Financial autonomy for regulators to stay, says Govt


The Bill — Securities & Insurance Laws (Amendment) & Validation, Bill 2010 – finally received the seal of approval by Parliament after the Rajya Sabha cleared the legislation with Finance Minister Pranab Mukherjee asserting that the government would not dilute autonomy of any of the financial regulators.  The bill, which also sought to replace the ordinance of June 18 which had brought within jurisdiction of Irda the power to regulate “life insurance business” that may include hybrid insurance products like Unit Linked Insurance Policy (Ulip), was earlier approved by the Lok Sabha by voice vote.

Intervention on failure

Mukherjee said the proposed joint committee headed by himself would interfere only when the regulators fail to settle the disputes bilaterally.
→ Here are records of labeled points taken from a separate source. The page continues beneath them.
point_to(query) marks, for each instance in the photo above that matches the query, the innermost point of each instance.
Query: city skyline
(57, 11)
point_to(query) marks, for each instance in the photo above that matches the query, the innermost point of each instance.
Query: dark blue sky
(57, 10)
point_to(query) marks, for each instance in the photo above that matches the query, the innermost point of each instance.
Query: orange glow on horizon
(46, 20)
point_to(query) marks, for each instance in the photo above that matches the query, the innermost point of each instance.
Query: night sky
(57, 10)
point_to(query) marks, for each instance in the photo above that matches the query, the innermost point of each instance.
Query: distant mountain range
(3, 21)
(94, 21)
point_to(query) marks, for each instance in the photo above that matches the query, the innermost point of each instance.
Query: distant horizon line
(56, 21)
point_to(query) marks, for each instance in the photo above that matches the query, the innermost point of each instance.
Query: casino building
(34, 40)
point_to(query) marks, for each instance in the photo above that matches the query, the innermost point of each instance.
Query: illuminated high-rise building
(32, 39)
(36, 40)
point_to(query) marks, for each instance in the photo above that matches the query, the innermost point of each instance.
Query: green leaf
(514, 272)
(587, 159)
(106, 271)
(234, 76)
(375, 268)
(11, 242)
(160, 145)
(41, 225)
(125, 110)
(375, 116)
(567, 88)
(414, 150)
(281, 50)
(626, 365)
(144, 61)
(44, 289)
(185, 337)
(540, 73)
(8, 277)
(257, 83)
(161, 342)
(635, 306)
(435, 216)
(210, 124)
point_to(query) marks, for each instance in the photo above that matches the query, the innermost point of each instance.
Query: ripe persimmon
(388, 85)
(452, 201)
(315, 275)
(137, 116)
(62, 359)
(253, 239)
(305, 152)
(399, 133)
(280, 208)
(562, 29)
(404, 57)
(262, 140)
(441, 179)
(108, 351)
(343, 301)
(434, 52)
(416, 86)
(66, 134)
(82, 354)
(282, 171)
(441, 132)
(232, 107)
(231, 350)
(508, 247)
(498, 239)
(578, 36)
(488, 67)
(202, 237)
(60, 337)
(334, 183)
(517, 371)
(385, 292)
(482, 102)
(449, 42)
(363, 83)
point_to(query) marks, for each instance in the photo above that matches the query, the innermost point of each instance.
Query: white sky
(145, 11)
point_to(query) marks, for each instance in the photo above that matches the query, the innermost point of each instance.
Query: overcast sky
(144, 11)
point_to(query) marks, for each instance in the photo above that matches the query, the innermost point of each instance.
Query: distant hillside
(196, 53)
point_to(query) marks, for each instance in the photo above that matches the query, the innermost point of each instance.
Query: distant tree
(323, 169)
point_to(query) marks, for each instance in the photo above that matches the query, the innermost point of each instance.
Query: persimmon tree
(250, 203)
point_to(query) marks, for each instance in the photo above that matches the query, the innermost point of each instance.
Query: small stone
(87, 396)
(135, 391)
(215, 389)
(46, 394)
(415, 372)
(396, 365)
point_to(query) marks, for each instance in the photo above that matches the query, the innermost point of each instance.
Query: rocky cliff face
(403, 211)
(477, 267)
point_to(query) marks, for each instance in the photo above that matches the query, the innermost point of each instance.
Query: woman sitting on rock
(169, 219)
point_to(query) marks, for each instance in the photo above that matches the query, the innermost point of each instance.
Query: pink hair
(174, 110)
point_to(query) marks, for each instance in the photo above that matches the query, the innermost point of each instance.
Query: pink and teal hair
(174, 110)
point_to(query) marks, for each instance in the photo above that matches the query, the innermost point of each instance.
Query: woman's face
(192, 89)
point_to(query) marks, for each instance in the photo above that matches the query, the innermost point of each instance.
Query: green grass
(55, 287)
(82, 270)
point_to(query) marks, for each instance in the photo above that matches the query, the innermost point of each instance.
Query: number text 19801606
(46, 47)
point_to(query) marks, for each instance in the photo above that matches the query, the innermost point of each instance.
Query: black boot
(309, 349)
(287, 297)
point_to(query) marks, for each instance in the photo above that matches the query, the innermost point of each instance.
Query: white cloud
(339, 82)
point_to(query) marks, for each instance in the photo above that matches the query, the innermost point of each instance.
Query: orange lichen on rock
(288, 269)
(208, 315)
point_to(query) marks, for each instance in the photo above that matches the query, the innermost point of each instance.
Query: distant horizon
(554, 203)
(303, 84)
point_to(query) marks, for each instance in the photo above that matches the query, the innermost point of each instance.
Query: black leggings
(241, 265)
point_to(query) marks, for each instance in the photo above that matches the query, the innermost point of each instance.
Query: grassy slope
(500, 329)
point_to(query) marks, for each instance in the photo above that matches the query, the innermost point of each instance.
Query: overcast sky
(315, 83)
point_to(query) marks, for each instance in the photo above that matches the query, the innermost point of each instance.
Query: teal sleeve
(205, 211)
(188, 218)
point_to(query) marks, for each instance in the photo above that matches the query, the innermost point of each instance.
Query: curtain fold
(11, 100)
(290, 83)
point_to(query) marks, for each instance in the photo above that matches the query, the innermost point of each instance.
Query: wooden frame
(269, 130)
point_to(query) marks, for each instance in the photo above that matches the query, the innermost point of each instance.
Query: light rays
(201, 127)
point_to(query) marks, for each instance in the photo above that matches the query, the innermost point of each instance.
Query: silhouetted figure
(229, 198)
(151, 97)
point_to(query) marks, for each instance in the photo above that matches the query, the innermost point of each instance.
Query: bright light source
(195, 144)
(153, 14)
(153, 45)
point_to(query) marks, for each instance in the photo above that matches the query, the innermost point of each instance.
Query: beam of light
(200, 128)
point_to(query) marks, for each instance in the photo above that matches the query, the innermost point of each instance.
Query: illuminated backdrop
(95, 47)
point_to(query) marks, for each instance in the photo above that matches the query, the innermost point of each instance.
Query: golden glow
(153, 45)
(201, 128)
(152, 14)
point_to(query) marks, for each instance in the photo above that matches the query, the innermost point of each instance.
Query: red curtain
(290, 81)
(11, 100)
“Disputes among regulators are not good for financial market. It is not good for the economy. There has to be some mechanism to address it,” he said. While asserting that the proposed joint mechanism would not be a “super regulator” he also clarified that the setting up of the joint panel would not interfere with the Reserve Bank’s monetary policy functioning.

He said the bill had addressed the concerns of  Governor of the Reserve Bank of India, who had expressed discomfort at the formation of any such body, apprehending interference with the apex bank’s monetary policy functioning.

“In no way we will interfere with the monetary authority of the RBI,” Mukherjee assured the Upper House.